With the development of artificial intelligence technology, major technology companies have increased their investment in deep learning, and the same is true for the National Science Foundation. Now, it promotes deep learning algorithms by funding researchers from several universities in the United States. Run on FPGAs and supercomputers. Although the current view only represents a trend of deep learning, with the commercial operations of the major technology companies and more in-depth learning into the university research center and the national laboratory, the development of deep learning is positive. enhancement.
The following is the original text:Machine learning has made great strides in the past few years, thanks in large part to the development of new technologies for compute-intensive workload expansion. NSF's latest funding project seems to suggest that what we see may be just the tip of the iceberg, as researchers are trying to extend the technology of deep learning to more computers and newer processors.
A particularly interesting project implemented by the University of New York at Stony Brook, which demonstrates that FPGAs (field programmable gate arrays) are superior to GPUs, and they have found that deep learning algorithms can run faster and more efficiently on FPGAs. Breaking through the current traditional understanding.
According to the project summary:Researchers expect that the slowest part of the algorithm on the GPU will run significantly on the FPGA. At the same time, the fastest part of the algorithm on the GPU will have similar performance on the FPGA, but the power consumption will be extremely low.
In fact, apart from GPUs, the idea of ​​running these models on hardware is not new. For example, IBM recently made a sensation with a new brain-inspired chip that claims to perfectly support neural networks and other cogniTIve-inspired workloads. Microsoft demonstrated its Adam project in July this year, which revisited a popular deep learning technology to run on a general-purpose Intel CPU processor.
Because of its customizable features, FPGAs have unique advantages. In June of this year, Microsoft explained how it can speed up Bing search by offloading certain process parts to FPGAs. Later in the month, at Gigaom's Structure conference, Intel announced that the upcoming hybrid chip architecture would put FPGAs together on the CPU (actually they would share memory), mainly for professional big data loads and Microsoft Bing. Case.

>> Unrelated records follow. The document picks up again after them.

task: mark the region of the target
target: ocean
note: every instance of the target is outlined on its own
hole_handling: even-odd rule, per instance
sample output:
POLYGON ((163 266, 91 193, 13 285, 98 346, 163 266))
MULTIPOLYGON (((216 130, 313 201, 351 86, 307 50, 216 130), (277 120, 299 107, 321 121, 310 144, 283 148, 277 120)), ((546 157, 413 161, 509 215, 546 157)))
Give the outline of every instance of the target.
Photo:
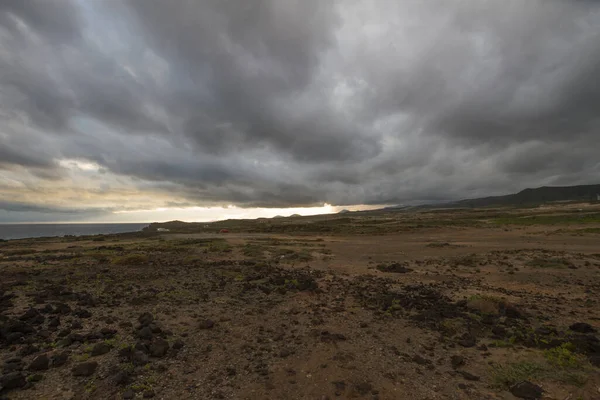
POLYGON ((0 239, 138 232, 150 224, 0 224, 0 239))

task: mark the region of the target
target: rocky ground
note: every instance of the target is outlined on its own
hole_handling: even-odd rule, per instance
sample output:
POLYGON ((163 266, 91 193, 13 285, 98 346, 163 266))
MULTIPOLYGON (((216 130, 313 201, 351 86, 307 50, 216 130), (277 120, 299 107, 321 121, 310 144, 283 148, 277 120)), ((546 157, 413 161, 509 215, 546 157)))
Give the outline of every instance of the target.
POLYGON ((600 399, 600 235, 559 228, 0 243, 0 398, 600 399))

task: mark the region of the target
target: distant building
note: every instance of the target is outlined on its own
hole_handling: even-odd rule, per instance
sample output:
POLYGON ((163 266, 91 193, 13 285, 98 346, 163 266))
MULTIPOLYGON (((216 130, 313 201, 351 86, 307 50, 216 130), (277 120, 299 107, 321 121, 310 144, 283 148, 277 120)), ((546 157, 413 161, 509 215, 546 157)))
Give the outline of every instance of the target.
POLYGON ((597 194, 597 195, 596 195, 596 200, 597 200, 597 201, 600 201, 600 194, 597 194))
POLYGON ((167 228, 158 228, 156 232, 169 232, 170 230, 167 228))

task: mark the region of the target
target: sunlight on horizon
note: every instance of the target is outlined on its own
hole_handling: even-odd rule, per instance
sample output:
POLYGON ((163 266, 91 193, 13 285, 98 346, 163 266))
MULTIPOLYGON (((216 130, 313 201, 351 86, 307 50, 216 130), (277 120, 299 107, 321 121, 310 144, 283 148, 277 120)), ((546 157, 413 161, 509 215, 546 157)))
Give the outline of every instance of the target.
MULTIPOLYGON (((289 208, 242 208, 234 205, 223 207, 183 207, 155 208, 152 210, 116 211, 111 217, 102 218, 105 222, 167 222, 181 220, 185 222, 213 222, 226 219, 273 218, 335 214, 342 210, 362 211, 385 207, 385 205, 353 205, 333 206, 325 203, 321 207, 289 207, 289 208)), ((96 220, 94 222, 99 222, 96 220)))

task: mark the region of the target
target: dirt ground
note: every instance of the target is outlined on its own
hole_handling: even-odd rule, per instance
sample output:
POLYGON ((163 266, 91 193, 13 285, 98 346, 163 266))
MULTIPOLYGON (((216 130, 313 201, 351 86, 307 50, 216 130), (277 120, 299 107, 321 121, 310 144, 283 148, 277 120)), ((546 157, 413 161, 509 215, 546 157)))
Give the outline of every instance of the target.
POLYGON ((530 213, 0 243, 0 398, 600 399, 600 223, 530 213))

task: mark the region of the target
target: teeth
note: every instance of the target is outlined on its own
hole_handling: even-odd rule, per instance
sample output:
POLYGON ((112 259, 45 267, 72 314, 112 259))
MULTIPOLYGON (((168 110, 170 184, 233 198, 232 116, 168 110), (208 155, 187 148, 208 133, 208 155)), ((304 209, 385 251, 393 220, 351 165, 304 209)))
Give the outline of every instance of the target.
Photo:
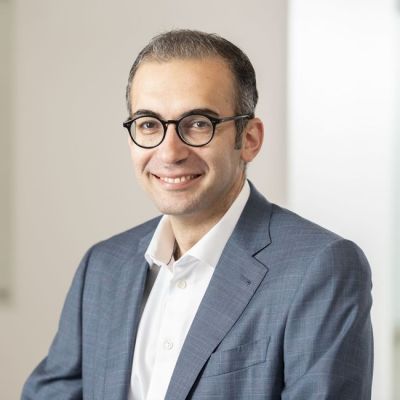
POLYGON ((194 178, 194 175, 186 175, 186 176, 181 176, 178 178, 168 178, 168 177, 160 176, 160 179, 167 183, 183 183, 186 181, 190 181, 193 178, 194 178))

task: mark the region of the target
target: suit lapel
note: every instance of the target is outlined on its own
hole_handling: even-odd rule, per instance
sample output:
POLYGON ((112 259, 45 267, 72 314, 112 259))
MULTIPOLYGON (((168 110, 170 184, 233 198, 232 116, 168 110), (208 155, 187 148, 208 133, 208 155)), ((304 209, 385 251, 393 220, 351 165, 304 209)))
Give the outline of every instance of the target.
POLYGON ((184 400, 204 364, 239 319, 268 269, 257 253, 270 243, 271 205, 251 186, 249 201, 229 239, 190 327, 166 400, 184 400))
POLYGON ((110 315, 104 326, 108 335, 104 395, 107 400, 126 400, 130 385, 133 351, 140 319, 148 264, 144 253, 153 231, 144 236, 137 252, 120 266, 119 277, 109 290, 110 315), (142 261, 140 261, 142 260, 142 261))

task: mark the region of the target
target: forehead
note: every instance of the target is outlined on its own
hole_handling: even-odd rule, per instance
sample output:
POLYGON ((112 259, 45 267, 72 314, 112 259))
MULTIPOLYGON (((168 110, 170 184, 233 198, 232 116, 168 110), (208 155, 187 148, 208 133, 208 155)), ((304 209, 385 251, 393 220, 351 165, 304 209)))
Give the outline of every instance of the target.
POLYGON ((131 112, 147 109, 173 118, 190 109, 210 108, 230 114, 235 108, 234 82, 227 63, 217 57, 145 61, 132 82, 131 112))

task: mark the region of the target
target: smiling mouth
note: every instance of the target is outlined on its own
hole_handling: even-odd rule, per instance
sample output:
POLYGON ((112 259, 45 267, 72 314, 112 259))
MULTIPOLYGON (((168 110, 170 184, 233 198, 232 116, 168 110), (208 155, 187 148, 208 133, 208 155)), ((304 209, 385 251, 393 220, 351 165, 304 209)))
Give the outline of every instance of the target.
POLYGON ((182 175, 176 177, 169 177, 169 176, 158 176, 153 174, 157 179, 166 182, 166 183, 185 183, 192 181, 193 179, 198 178, 200 175, 182 175))

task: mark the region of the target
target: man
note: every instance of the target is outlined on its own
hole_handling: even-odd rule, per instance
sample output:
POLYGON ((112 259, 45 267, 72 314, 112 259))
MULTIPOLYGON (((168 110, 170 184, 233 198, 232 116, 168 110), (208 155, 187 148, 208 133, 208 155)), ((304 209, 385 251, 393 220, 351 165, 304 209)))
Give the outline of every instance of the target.
POLYGON ((370 398, 368 263, 246 180, 257 97, 221 37, 142 50, 124 126, 163 216, 89 250, 24 400, 370 398))

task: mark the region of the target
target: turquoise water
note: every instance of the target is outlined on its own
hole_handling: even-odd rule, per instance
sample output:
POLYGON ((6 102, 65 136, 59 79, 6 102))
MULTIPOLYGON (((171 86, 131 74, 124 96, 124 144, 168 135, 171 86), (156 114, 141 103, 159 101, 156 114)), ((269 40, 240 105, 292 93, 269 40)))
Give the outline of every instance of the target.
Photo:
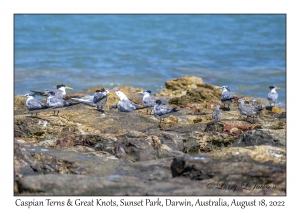
POLYGON ((196 75, 286 104, 285 15, 15 15, 14 90, 164 88, 196 75))

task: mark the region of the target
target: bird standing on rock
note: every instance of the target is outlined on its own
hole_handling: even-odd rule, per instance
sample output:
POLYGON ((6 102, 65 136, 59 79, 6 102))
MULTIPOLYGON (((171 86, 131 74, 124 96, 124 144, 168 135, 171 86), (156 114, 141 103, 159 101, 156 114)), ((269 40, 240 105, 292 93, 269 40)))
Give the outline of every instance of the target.
MULTIPOLYGON (((65 101, 61 99, 60 97, 55 96, 55 92, 49 91, 48 92, 48 98, 47 98, 47 106, 51 108, 59 108, 64 106, 69 106, 70 103, 68 101, 65 101)), ((59 113, 59 110, 57 111, 57 115, 59 113)), ((55 115, 55 110, 54 110, 55 115)))
POLYGON ((133 112, 136 109, 143 108, 130 101, 127 96, 120 90, 116 91, 116 95, 119 97, 119 102, 116 106, 120 112, 133 112))
POLYGON ((109 91, 105 90, 104 88, 95 91, 93 102, 96 104, 97 109, 102 109, 105 106, 108 99, 108 94, 109 91))
POLYGON ((85 105, 89 105, 93 107, 96 106, 97 110, 100 110, 105 106, 108 100, 108 94, 109 91, 102 88, 100 90, 96 90, 94 95, 88 95, 81 98, 71 98, 71 99, 83 103, 85 105))
POLYGON ((214 121, 218 121, 222 119, 222 113, 220 111, 220 105, 216 105, 216 108, 214 109, 214 111, 211 114, 211 117, 214 121))
POLYGON ((258 102, 255 98, 252 98, 252 106, 254 107, 254 110, 256 111, 256 114, 259 115, 261 110, 264 109, 263 105, 258 102))
MULTIPOLYGON (((27 93, 24 96, 26 96, 26 107, 29 111, 33 110, 39 110, 39 109, 45 109, 48 108, 45 104, 40 102, 39 100, 35 99, 35 95, 33 93, 27 93)), ((35 116, 37 116, 37 112, 35 113, 35 116)), ((32 113, 31 113, 32 116, 32 113)))
POLYGON ((143 106, 147 107, 147 114, 148 114, 149 110, 151 113, 152 109, 149 109, 149 108, 152 108, 155 106, 156 99, 153 96, 151 96, 150 90, 143 90, 143 92, 139 92, 139 93, 143 94, 143 106))
POLYGON ((275 106, 275 103, 277 102, 278 99, 278 93, 276 92, 276 90, 279 90, 280 88, 276 86, 270 86, 269 89, 270 89, 270 92, 268 93, 269 104, 271 106, 271 104, 273 103, 275 106))
POLYGON ((239 103, 238 109, 240 110, 240 113, 242 115, 246 115, 247 119, 248 117, 253 116, 253 122, 254 122, 254 116, 257 115, 255 108, 251 106, 248 101, 245 101, 243 99, 239 99, 238 103, 239 103))
POLYGON ((160 122, 161 118, 168 117, 171 113, 177 112, 178 110, 176 108, 170 109, 169 107, 165 106, 162 104, 161 100, 157 99, 155 106, 153 107, 153 113, 154 116, 159 116, 160 117, 160 122))
POLYGON ((233 100, 232 93, 230 92, 230 89, 228 86, 222 86, 221 88, 222 88, 221 101, 223 102, 224 107, 225 107, 225 104, 228 104, 228 109, 229 109, 229 106, 233 100))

However, FPGAs are not the only potential infrastructure choice for deep learning models. NSF also sponsors researchers at New York University to test deep learning algorithms and other workloads via Ethernet-based remote direct memory access technology, which is widely used on supercomputers, but now it is being brought to enterprise systems, RDMA connections By sending messages directly to memory, the CPU, switches, and other components are prevented from delaying the process, speeding up the transfer of data between computers.
Speaking of supercomputers, another new NSF-funded project led by machine learning experts Stanford University (Baidu and Coursera) Andrew Ng and supercomputer expert Jack Dongarra of the University of Tennessee and Indiana University's Geoffrey Fox, aiming to make deep learning models Programmable with Python and bring it to supercomputers and extended cloud systems. It is reported that this project, which received nearly $1 million in funding from NSF, is called the Rapid Python Deep Learning Infrastructure.
RaPyDLI will be built as an open source module that can be accessed from the Python user interface, but can be safely implemented through interactive analysis and visualization in the largest supercomputer or cloud C/C++ or Java environment. RaPyDLI will support GPU accelerators and Intel Phi coprocessors as well as a broad range of storage technologies including Files, NoSQL, HDFS and Database.
All the work that is done today is to make the in-depth learning algorithms easier and improve their performance. These three projects are only a small part, but if these technologies can be used by the technology giants in the commercial field, or they can be used in research centers and national laboratories. It would be very beneficial for a computer to solve real complex problems.